Description: Wind Fields Version: 9.0.0 Updated: 08.11.16

Wind Fields

Generation of the wind fields

Based on the generation of the 3D model in the preceding Terrain module, the simulation of the wind fields can now start. The wind fields are determined by solving the Reynolds Averaged Navier-Stokes equations (RANS). The standard k-epsilon model is applied as turbulence closure. Since the equations are non-linear the solution procedure is iterative. Starting with the initial conditions, which are guessed estimations, the solution is progressively resolved by iteration until a converged solution is achieved.

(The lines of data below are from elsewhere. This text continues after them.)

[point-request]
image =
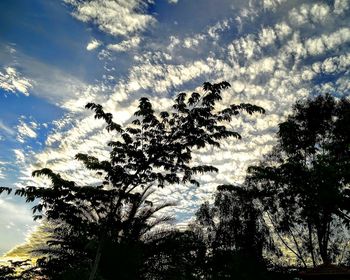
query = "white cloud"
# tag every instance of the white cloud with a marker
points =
(93, 44)
(12, 81)
(125, 45)
(266, 65)
(116, 17)
(20, 156)
(340, 6)
(26, 130)
(6, 129)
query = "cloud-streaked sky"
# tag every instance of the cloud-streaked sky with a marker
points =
(55, 56)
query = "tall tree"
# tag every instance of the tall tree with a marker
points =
(306, 178)
(154, 150)
(235, 234)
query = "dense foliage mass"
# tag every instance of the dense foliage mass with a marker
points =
(292, 211)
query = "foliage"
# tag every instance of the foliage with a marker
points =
(235, 234)
(306, 179)
(110, 221)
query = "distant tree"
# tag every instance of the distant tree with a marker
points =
(306, 180)
(155, 150)
(235, 234)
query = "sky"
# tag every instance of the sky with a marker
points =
(58, 55)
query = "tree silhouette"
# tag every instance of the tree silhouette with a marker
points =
(235, 233)
(155, 150)
(306, 179)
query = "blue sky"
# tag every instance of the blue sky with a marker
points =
(55, 56)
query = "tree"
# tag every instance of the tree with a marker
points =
(235, 234)
(153, 151)
(306, 179)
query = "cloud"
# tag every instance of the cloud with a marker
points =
(26, 130)
(125, 45)
(6, 129)
(116, 17)
(12, 81)
(271, 64)
(93, 44)
(15, 221)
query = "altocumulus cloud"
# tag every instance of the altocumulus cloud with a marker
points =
(273, 52)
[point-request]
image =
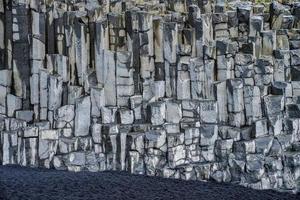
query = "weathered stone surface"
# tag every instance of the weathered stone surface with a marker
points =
(181, 89)
(82, 116)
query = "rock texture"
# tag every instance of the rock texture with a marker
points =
(200, 90)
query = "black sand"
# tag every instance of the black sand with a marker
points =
(17, 183)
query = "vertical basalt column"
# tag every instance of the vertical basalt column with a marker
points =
(133, 43)
(235, 102)
(170, 44)
(124, 78)
(37, 56)
(106, 74)
(2, 34)
(81, 53)
(159, 77)
(117, 33)
(21, 53)
(101, 42)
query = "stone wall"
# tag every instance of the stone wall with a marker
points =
(190, 89)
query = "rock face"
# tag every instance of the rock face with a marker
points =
(201, 90)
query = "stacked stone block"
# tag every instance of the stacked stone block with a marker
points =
(197, 90)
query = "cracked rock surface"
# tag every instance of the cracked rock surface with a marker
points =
(193, 90)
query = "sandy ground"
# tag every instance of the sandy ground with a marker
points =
(17, 183)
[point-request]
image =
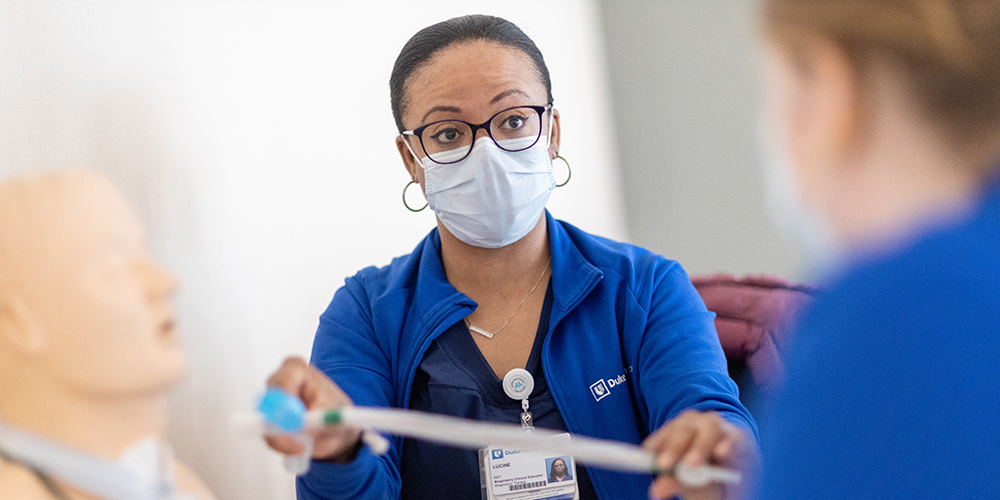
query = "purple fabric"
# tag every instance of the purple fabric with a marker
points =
(755, 316)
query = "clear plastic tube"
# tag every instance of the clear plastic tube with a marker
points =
(472, 434)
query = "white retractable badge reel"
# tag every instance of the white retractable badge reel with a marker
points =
(524, 474)
(518, 384)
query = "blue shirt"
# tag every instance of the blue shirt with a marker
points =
(893, 388)
(630, 345)
(455, 379)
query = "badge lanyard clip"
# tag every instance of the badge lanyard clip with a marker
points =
(518, 384)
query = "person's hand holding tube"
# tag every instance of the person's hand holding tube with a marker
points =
(702, 438)
(338, 443)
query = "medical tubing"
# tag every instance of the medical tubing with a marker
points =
(467, 433)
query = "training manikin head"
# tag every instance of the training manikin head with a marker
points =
(84, 312)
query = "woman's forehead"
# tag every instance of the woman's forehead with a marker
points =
(472, 80)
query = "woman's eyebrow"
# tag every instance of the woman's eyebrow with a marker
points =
(506, 93)
(451, 109)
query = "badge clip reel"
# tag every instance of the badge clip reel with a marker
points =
(518, 384)
(509, 474)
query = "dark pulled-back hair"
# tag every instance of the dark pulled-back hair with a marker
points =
(429, 41)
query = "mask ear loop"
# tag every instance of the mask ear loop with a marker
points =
(412, 180)
(568, 169)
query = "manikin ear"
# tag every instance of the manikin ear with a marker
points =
(556, 134)
(19, 331)
(828, 114)
(409, 161)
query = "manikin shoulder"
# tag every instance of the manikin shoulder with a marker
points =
(189, 484)
(18, 482)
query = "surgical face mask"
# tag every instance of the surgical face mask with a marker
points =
(807, 228)
(494, 197)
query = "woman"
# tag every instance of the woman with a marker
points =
(558, 471)
(616, 338)
(888, 113)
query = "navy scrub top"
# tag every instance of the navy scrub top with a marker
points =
(455, 379)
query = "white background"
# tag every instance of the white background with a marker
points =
(256, 141)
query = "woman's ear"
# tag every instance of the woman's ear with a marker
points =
(409, 161)
(19, 332)
(555, 133)
(829, 115)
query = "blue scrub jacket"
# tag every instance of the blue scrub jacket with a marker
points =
(630, 346)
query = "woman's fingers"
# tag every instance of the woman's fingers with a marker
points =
(317, 391)
(694, 438)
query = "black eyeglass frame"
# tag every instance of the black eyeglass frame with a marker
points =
(541, 110)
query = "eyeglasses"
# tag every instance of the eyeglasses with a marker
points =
(450, 141)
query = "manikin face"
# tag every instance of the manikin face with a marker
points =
(101, 305)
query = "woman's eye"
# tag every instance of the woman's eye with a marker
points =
(513, 122)
(446, 136)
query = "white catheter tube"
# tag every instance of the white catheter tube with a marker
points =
(473, 434)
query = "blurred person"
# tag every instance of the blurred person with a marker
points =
(618, 341)
(884, 119)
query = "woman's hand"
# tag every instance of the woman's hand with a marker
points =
(337, 443)
(702, 438)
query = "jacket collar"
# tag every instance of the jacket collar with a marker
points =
(573, 276)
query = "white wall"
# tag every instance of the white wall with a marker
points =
(256, 140)
(684, 90)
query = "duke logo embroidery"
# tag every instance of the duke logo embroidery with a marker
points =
(599, 389)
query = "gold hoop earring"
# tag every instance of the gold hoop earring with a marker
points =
(407, 205)
(568, 170)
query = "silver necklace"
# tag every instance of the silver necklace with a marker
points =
(489, 335)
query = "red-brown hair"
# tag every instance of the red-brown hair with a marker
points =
(948, 50)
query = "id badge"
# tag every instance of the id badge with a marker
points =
(524, 474)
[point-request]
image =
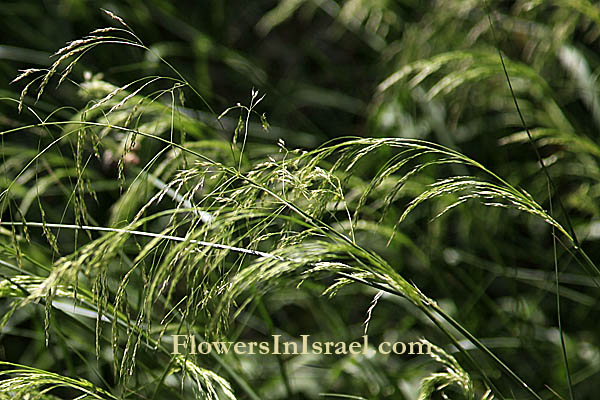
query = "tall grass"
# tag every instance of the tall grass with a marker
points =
(130, 219)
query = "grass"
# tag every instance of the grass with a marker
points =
(127, 219)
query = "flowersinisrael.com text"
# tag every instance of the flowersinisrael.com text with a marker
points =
(190, 345)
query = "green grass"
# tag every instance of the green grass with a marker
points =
(455, 202)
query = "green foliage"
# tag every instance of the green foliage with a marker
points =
(132, 212)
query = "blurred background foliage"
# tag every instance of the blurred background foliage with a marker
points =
(426, 70)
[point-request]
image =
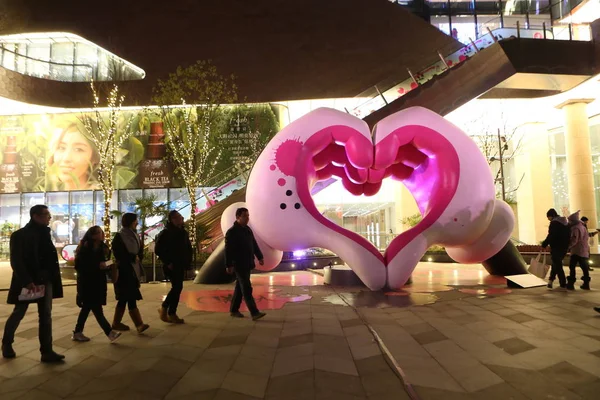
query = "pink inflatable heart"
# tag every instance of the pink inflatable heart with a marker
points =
(440, 165)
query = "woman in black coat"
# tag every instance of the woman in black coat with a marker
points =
(128, 251)
(91, 264)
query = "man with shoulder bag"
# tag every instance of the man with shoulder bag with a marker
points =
(240, 250)
(174, 249)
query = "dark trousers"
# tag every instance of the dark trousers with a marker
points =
(583, 263)
(45, 321)
(98, 313)
(243, 288)
(176, 276)
(557, 268)
(131, 304)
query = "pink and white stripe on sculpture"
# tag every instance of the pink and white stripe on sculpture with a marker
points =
(439, 164)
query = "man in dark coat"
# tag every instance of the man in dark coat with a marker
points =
(559, 236)
(174, 248)
(34, 261)
(240, 250)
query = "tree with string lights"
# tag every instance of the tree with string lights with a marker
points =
(190, 102)
(108, 133)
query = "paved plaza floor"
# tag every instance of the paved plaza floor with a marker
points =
(455, 334)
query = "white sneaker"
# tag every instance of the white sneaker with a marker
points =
(79, 337)
(113, 336)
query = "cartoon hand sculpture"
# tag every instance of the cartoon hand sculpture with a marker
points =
(439, 164)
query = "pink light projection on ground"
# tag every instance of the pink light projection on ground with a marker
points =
(428, 278)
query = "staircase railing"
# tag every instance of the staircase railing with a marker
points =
(378, 96)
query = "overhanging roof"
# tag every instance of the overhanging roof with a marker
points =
(278, 49)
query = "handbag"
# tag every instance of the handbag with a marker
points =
(537, 267)
(31, 295)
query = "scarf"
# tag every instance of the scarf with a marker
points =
(132, 244)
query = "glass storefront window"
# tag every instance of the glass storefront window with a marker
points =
(115, 223)
(179, 201)
(82, 213)
(127, 199)
(8, 56)
(30, 200)
(61, 225)
(21, 51)
(62, 53)
(154, 224)
(87, 58)
(10, 209)
(442, 22)
(38, 54)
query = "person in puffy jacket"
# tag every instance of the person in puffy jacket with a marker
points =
(579, 247)
(91, 263)
(174, 249)
(559, 236)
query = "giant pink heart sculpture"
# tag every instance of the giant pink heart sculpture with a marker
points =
(439, 164)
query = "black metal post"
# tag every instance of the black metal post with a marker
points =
(501, 154)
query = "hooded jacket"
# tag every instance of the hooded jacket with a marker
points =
(579, 244)
(559, 235)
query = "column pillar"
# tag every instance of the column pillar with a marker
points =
(533, 170)
(405, 206)
(580, 172)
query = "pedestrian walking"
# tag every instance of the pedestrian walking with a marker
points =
(585, 220)
(579, 247)
(92, 261)
(559, 236)
(128, 252)
(240, 250)
(34, 262)
(174, 249)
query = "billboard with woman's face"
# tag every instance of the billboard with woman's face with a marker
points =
(54, 152)
(72, 160)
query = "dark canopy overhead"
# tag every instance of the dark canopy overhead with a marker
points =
(278, 49)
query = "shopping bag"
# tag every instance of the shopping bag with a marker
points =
(537, 267)
(30, 295)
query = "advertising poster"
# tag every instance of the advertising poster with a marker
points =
(53, 152)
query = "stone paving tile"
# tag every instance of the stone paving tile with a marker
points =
(568, 375)
(514, 346)
(244, 383)
(521, 317)
(351, 322)
(295, 340)
(533, 384)
(429, 337)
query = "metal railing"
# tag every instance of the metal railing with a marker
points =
(216, 182)
(378, 96)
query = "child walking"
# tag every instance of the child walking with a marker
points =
(91, 264)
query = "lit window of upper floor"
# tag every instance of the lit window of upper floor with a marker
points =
(62, 56)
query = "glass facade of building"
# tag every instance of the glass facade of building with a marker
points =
(558, 160)
(468, 20)
(63, 57)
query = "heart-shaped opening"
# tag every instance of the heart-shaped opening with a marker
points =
(421, 158)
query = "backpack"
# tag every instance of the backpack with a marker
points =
(160, 245)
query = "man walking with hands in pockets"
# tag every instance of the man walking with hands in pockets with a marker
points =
(34, 261)
(240, 250)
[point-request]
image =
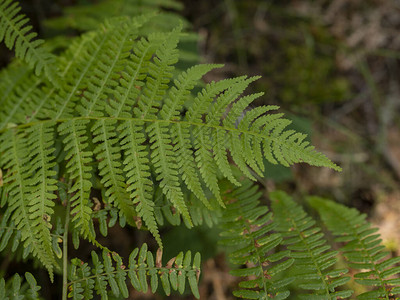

The flow variables that are solved are:

Pressure (P1)
Velocity components (U1,V1,W1)
Turbulent kinetic energy (KE)
Turbulent dissipation rate (EP)

In more complex situations additional flow variables such as temperature (TEM1) can be included. Details on the physical background of this can be found in reports and publications on the WindSim web site.

Boundary and initial conditions

Along the borders of the 3D model, information about the flow field must be supplied. These so called boundary conditions can be specified in two ways; either as analytical profiles or by nesting.

The analytical wind profiles are empirical profiles over flat terrain. The vertical profiles are dependent on the roughness height and if the temperature is activated also on the stability of the atmosphere. There are associated profiles for the turbulence. In case of a neutral atmosphere the wind profiles are log profiles. Applying the log profile along the border is equivalent to the placement of an infinite flat terrain upstream of the 3D model. This might be a bad assumption, therefore the results along the borders should be treated with care.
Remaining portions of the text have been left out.